PRAETORIAN compared transvenous and subcutaneous ICDs in 849 patients >18 years with a class I or Iia indication for ICD therapy for primary or secondary prevention, followed for 49.1 months (54). S-ICD demon­strated non-inferiority of the composite primary endpoint of device-related complications and inappropriate shocks. This provides the first multicentre trial evidence that the S-ICD is as effective and safe as transvenous ICD in preventing SCD for patients not requiring brady-pacing, anti-tachycardia VT pacing, or CRT, but challenges remain including longevity of leads and ICD, and inappropriate shocks. Concerning the latter, the UNTOUCHED study of primary prevention ICD therapy supports the PRAETORIAN data by showing an inappropriate shock-free rate of 95.9%, suggesting that the new SMART PASS filter technology and appropriate high rate S-ICD programming may minimize inappropriate shocks in S-ICD recipients (55).

Two primary prevention ICD registries applying propensity scoring showed beneficial effects but differed concerning efficacy of ICD in women and elderly (56, 57).

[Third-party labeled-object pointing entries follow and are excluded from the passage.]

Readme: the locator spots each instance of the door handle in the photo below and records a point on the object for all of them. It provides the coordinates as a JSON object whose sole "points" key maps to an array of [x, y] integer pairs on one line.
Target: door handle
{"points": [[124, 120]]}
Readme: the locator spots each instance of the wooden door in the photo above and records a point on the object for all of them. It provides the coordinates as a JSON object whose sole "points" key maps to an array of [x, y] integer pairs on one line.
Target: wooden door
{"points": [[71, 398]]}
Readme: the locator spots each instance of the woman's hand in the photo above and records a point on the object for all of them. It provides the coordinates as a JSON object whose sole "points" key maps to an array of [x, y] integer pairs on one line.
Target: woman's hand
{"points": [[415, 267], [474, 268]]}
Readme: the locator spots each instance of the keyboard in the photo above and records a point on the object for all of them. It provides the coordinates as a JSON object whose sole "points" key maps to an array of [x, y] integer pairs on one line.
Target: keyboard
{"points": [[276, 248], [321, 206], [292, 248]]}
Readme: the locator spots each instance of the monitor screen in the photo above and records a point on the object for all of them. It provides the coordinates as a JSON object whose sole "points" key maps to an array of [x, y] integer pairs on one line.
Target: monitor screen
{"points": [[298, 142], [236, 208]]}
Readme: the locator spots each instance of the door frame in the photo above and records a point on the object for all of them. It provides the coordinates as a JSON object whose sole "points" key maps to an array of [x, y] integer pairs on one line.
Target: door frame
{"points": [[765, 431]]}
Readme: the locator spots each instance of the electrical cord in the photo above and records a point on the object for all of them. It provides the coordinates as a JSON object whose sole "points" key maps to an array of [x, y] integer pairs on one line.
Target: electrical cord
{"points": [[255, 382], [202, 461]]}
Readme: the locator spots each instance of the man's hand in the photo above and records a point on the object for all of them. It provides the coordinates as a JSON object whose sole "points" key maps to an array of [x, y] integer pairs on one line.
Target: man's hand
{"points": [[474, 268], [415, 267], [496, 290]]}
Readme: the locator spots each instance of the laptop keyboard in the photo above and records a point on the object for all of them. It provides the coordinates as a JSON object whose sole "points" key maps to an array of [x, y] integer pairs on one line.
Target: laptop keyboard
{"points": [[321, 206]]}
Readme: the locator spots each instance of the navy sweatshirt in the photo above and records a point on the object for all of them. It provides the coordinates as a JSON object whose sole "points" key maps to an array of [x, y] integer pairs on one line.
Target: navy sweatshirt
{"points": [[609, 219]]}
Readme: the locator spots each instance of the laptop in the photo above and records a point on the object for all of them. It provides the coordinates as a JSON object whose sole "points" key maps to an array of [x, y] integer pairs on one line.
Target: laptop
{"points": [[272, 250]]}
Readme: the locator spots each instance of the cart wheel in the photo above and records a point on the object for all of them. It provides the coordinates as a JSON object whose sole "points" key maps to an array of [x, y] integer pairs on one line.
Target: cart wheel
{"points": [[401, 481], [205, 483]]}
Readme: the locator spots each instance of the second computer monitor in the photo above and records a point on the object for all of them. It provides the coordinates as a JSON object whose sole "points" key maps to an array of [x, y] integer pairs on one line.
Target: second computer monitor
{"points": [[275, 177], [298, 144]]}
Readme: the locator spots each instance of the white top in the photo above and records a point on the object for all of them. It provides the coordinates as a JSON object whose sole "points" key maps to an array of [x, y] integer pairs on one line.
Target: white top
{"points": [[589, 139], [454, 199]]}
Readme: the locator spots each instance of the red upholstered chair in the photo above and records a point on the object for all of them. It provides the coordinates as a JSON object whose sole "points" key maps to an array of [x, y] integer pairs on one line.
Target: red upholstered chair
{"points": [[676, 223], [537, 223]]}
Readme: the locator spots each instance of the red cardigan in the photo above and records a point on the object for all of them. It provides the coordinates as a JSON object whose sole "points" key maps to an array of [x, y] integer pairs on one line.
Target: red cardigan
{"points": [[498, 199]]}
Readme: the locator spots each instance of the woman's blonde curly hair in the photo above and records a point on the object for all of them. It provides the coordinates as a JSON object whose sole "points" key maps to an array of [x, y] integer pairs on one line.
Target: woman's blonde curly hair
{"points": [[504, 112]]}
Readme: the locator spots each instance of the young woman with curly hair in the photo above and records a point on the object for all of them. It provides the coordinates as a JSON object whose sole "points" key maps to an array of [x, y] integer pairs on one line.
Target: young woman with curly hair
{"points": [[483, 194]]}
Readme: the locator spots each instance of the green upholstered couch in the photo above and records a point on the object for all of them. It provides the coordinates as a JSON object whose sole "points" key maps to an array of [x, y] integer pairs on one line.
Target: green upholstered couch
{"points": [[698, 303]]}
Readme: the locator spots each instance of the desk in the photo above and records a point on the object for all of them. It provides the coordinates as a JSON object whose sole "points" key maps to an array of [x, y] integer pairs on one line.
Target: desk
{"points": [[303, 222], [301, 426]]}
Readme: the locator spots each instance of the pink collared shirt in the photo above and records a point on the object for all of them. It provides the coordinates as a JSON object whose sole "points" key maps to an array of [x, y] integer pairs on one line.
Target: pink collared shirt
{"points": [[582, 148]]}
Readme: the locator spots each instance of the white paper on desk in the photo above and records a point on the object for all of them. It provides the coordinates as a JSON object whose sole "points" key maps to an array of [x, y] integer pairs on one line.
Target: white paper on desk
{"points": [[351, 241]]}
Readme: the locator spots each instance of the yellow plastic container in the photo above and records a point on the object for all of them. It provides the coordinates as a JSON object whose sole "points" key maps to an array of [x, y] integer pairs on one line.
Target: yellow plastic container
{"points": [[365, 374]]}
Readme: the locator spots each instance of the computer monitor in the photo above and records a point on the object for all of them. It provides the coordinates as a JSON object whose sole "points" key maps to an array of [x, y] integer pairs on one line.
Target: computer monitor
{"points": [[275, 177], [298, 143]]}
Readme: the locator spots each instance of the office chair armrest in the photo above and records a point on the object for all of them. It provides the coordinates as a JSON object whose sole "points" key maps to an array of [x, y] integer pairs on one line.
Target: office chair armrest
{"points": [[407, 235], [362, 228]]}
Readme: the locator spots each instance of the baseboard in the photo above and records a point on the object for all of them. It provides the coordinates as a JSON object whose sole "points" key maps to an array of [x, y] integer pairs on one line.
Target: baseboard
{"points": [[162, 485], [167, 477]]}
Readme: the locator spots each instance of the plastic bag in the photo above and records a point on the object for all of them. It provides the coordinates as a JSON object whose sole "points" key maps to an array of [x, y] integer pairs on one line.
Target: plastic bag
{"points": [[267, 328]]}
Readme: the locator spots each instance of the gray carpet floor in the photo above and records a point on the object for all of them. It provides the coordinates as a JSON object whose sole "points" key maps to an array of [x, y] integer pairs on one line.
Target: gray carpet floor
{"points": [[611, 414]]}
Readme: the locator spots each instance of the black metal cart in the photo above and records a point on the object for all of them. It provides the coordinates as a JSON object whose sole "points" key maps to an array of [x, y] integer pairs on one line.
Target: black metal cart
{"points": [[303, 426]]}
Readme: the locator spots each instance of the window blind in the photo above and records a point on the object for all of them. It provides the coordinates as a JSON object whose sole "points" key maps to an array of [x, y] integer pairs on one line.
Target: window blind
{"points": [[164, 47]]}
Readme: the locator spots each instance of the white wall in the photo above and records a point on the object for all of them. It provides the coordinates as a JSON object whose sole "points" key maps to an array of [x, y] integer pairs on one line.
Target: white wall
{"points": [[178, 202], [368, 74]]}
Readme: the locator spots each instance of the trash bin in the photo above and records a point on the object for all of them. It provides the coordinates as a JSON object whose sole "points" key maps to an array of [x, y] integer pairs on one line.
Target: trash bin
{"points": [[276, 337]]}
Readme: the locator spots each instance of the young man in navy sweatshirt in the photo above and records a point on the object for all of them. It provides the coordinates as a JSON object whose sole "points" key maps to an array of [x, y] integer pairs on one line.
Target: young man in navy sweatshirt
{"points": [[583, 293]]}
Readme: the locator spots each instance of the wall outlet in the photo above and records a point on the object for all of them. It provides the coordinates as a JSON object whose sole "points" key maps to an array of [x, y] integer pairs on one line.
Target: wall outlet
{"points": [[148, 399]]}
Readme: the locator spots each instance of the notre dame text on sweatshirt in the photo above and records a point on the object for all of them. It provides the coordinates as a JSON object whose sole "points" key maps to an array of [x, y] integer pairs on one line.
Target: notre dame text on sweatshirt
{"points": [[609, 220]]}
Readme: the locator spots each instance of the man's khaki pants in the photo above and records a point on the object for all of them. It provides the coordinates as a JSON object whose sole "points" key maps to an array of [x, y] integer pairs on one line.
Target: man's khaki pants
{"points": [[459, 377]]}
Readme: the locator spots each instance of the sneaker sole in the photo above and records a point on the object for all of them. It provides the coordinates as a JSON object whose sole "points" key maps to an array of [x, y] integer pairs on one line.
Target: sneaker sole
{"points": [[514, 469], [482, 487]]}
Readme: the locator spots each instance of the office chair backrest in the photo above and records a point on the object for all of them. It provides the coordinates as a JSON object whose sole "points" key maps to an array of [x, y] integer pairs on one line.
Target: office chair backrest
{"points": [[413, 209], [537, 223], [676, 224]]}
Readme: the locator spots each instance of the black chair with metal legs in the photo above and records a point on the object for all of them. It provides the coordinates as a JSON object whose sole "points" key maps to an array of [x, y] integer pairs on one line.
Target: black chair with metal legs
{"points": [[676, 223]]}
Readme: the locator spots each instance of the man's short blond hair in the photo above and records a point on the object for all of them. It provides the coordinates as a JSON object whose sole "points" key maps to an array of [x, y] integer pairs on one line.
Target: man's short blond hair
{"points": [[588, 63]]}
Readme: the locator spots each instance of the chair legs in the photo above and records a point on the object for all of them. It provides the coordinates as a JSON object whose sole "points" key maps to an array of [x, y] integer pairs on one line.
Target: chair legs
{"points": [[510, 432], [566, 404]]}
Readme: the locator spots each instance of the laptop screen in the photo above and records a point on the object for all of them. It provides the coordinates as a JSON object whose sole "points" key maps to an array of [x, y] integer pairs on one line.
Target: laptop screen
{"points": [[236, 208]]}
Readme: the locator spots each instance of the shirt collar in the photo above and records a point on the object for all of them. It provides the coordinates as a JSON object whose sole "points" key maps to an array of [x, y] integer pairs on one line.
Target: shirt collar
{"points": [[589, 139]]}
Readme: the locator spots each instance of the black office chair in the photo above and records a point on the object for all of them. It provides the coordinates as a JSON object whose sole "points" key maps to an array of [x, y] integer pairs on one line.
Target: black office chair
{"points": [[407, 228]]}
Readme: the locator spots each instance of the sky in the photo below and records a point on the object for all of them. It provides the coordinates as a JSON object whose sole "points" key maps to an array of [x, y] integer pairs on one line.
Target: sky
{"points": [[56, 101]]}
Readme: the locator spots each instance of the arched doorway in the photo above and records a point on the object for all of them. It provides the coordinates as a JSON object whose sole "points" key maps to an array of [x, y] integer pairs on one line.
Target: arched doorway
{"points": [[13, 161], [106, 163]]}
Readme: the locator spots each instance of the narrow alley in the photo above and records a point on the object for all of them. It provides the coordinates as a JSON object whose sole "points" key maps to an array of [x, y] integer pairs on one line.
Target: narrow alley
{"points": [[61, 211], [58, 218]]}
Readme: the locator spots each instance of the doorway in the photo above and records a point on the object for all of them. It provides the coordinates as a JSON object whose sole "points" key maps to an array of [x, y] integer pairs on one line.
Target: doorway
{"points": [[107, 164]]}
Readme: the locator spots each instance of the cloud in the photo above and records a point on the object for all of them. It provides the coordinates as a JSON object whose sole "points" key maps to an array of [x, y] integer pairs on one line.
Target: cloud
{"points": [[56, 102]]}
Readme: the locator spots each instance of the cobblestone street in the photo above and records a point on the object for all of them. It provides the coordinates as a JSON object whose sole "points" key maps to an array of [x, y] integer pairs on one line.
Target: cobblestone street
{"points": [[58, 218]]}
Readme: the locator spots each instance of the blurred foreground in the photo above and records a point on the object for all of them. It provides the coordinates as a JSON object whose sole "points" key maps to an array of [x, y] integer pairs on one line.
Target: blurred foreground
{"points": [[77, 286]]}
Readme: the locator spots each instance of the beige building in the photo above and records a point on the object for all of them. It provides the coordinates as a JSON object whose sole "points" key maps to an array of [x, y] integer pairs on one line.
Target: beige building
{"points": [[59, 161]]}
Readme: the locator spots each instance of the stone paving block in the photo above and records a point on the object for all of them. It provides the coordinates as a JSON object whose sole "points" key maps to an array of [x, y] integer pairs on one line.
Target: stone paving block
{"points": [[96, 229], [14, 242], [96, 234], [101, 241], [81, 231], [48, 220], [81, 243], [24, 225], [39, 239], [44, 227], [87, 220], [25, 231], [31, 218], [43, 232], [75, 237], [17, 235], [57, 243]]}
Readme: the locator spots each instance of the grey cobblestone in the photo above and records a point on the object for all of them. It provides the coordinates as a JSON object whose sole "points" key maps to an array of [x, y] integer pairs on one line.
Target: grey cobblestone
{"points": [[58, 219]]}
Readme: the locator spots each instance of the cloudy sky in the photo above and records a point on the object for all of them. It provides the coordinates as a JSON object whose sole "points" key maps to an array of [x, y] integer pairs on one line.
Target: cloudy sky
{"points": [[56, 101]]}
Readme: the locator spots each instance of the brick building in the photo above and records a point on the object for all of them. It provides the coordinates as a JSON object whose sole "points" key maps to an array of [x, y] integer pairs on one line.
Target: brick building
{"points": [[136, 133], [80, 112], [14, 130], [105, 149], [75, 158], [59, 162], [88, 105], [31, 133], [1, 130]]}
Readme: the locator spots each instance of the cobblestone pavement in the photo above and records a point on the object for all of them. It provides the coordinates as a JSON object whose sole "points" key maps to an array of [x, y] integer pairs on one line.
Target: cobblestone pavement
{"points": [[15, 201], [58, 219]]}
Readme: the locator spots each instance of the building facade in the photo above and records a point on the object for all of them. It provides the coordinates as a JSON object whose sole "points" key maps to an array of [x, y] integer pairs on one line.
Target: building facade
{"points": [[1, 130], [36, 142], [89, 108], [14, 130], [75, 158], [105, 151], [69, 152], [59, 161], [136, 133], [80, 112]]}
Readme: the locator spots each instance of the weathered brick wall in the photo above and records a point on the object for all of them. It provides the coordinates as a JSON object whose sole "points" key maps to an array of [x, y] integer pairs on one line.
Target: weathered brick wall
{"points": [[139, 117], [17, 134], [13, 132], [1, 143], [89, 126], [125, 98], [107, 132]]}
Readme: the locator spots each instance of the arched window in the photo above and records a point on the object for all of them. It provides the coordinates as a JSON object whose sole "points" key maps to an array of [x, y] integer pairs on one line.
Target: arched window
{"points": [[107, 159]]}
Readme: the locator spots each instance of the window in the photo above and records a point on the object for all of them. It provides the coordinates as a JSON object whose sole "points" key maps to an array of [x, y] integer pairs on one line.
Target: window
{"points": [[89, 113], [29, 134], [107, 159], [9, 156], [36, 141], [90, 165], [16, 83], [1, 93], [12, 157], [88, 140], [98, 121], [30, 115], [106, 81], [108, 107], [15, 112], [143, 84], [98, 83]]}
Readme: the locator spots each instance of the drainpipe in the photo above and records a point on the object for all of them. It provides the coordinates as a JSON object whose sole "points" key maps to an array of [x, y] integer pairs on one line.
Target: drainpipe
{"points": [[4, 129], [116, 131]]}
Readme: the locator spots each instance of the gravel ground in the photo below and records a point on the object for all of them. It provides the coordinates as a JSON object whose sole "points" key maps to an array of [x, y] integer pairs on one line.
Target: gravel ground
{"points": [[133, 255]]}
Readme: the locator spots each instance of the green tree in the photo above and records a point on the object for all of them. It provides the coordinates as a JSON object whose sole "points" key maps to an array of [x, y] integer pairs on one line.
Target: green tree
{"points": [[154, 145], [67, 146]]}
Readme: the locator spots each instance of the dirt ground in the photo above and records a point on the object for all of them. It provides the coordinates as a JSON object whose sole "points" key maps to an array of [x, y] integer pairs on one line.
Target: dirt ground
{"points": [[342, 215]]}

To predict sudden arrhythmic death (SAD) in coronary artery disease, the PRE-DETERMINE investigators integrated an ECG risk score with conventional cardiovascular parameters. A high-risk ECG score incorporating contiguous Q waves, LV hypertrophy, QRS duration, and JTc prolongation was more strongly associated with SAD than non-SAD (adjusted hazard ratios 2.87 vs. 1.38) and the proportion of deaths due to SAD was greater in the high vs. low risk groups (24.9% vs. 16.5%) (58). The addition of ECG markers to a clinical risk factor model including LVEF improved discrimination and reclassification, including correct reclassification of 28% of patients in the validation cohort. The strength of this approach is the utilization of simple bedside biomarkers to determine management, but it needs clinical validation in a randomized trial.

To conclude, The Year in Cardiovascular Medicine 2020 – Arrhythmias shows significant progress in the field, much of it incremental, some of it attention gathering, and some of it clearly needing further work.
Conflict of interest: none declared.